Network File System (NFS v4.1)

Share snapshots

Create share snapshots

  • Are my share snapshots geo-redundant?
    Share snapshots have the same redundancy as the Azure file share for which they were taken. If you've selected geo-redundant storage for your account, your share snapshot also is stored redundantly in the paired region.

Clean up share snapshots

  • Can I delete my share but not delete my share snapshots?
    If you have active share snapshots on your share, you can't delete your share. You can use an API to delete share snapshots, along with the share. You also can delete both the share snapshots and the share in the Azure portal.

Billing and pricing

  • What are transactions in Azure Files, and how are they billed? Protocol transactions occur any time a user, application, script, or service interacts with Azure file shares (writing, reading, listing, deleting files, etc.). It's important to remember that some actions that you might perceive as a single operation might actually involve multiple transactions. For standard Azure file shares billed on a pay-as-you-go model, different types of transactions have different prices based on their impact on the file share. Transactions don't affect billing for premium file shares, which are billed using a provisioned model. For more information, see Understanding billing.
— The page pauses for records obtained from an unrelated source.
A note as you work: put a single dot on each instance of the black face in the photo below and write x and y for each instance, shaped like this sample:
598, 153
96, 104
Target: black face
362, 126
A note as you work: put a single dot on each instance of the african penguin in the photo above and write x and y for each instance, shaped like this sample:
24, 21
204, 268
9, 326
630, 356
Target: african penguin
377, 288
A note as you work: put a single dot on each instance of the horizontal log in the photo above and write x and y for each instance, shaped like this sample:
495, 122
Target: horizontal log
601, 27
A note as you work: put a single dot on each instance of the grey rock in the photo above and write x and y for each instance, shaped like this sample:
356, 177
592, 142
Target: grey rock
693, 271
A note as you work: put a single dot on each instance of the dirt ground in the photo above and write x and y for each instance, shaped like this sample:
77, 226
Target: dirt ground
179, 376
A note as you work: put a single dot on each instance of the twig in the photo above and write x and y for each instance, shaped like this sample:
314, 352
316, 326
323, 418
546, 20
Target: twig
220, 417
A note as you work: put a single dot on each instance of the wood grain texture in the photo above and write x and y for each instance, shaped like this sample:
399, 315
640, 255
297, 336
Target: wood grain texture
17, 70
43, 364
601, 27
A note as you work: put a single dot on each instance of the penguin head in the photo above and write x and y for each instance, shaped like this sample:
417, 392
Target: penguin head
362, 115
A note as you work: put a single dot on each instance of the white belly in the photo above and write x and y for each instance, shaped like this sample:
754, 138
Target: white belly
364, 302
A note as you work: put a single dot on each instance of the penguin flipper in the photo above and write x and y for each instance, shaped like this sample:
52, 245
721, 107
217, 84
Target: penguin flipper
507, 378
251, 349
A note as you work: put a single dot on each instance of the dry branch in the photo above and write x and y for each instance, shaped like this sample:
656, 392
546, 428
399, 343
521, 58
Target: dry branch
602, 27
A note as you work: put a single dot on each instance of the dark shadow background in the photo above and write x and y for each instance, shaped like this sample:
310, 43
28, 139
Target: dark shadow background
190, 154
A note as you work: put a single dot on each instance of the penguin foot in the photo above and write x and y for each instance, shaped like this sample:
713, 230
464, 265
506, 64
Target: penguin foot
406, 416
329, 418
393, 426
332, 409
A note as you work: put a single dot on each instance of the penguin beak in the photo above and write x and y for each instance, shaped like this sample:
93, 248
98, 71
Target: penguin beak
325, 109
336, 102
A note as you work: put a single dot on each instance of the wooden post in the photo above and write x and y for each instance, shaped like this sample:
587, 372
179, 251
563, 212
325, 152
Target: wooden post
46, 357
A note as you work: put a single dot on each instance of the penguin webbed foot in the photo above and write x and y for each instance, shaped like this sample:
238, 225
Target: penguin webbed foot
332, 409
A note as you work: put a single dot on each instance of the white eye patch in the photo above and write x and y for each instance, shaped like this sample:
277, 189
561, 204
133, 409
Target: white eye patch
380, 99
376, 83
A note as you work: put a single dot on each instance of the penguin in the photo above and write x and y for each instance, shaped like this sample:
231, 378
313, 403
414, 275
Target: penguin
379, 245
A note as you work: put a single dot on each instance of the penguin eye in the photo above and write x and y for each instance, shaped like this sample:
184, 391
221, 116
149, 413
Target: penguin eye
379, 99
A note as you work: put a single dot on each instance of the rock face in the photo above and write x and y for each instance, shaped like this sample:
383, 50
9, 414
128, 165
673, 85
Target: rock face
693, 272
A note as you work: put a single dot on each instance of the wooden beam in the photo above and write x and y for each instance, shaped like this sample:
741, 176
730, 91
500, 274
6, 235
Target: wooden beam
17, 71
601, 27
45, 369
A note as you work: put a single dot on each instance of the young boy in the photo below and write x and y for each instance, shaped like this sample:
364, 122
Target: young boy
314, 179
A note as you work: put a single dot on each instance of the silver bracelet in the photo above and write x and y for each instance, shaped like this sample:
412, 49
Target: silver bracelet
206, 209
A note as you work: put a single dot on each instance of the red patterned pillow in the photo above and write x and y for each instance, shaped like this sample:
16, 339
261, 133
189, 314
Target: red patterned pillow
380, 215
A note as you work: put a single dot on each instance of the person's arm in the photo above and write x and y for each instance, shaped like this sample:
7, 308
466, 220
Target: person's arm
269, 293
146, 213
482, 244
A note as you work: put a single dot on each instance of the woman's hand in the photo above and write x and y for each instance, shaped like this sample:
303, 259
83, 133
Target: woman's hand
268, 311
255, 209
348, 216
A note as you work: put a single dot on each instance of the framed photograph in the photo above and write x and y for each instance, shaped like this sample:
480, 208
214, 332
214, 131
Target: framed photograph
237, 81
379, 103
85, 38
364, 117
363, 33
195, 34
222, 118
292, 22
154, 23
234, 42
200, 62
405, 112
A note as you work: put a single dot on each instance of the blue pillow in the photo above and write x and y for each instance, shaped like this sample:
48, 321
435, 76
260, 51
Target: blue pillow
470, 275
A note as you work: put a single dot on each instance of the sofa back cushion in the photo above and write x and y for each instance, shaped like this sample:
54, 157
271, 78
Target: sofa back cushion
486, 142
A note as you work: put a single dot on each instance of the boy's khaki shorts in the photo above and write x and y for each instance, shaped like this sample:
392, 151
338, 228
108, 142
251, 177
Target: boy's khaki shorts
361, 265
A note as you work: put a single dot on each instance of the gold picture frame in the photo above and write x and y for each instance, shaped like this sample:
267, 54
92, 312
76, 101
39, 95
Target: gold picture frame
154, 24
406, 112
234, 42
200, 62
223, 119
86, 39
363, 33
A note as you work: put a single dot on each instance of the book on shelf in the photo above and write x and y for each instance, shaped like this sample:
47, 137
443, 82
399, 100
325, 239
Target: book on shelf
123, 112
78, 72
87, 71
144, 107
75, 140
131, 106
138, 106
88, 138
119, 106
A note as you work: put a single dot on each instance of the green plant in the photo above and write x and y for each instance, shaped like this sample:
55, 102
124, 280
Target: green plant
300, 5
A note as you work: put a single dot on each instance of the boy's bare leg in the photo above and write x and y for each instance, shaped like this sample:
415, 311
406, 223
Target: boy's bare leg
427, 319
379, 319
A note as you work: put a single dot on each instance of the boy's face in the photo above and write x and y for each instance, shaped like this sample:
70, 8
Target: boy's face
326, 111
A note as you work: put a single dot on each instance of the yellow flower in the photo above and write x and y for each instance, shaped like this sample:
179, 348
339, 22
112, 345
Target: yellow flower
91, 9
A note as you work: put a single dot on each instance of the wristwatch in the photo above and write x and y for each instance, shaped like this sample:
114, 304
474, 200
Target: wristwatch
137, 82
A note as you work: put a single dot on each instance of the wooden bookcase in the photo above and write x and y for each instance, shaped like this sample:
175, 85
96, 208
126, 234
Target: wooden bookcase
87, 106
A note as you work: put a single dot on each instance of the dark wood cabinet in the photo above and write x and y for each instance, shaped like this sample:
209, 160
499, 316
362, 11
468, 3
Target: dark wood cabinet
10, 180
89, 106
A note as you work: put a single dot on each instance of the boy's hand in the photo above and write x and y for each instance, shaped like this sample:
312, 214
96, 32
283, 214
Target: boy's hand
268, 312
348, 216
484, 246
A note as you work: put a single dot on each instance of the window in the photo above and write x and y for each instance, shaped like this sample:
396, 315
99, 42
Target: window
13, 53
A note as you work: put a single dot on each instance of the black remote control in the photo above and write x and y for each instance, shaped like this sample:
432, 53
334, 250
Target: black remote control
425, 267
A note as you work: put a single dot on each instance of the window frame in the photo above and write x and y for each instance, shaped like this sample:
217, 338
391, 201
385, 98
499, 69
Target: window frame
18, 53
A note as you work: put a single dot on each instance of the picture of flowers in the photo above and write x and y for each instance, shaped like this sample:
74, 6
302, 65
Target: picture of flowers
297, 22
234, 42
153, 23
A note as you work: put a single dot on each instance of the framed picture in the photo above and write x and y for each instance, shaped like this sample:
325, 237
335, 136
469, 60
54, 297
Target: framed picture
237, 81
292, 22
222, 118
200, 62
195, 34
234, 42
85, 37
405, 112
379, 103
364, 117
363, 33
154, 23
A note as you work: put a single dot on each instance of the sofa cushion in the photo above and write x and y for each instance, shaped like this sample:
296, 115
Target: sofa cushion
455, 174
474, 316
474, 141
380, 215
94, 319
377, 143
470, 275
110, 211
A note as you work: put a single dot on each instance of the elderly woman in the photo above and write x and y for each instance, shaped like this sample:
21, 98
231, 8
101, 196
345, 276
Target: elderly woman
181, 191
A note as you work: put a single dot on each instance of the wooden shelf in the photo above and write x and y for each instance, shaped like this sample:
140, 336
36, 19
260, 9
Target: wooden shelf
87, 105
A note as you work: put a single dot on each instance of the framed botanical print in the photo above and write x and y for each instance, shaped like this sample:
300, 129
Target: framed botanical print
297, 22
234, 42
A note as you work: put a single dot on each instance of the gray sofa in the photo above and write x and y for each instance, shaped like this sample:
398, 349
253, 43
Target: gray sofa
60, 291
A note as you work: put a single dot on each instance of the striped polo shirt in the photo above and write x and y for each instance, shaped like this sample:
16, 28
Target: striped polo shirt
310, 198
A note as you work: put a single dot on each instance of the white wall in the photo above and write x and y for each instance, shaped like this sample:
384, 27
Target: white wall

  • How much do share snapshots cost?
    Share snapshots are incremental in nature. The base share snapshot is the share itself. All subsequent share snapshots are incremental and store only the difference from the preceding share snapshot. You're billed only for the changed content. If you have a share with 100 GiB of data but only 5 GiB has changed since your last share snapshot, the share snapshot consumes only 5 additional GiB, and you're billed for 105 GiB. For more information about transaction and standard egress charges, see the Pricing page.

Interoperability with other services

  • Can I use my Azure file share as a File Share Witness for my Windows Server Failover Cluster?
    This configuration isn't currently supported for Azure Files. To learn how to set this up using Azure Blob storage, see Deploy a Cloud Witness for a Failover Cluster.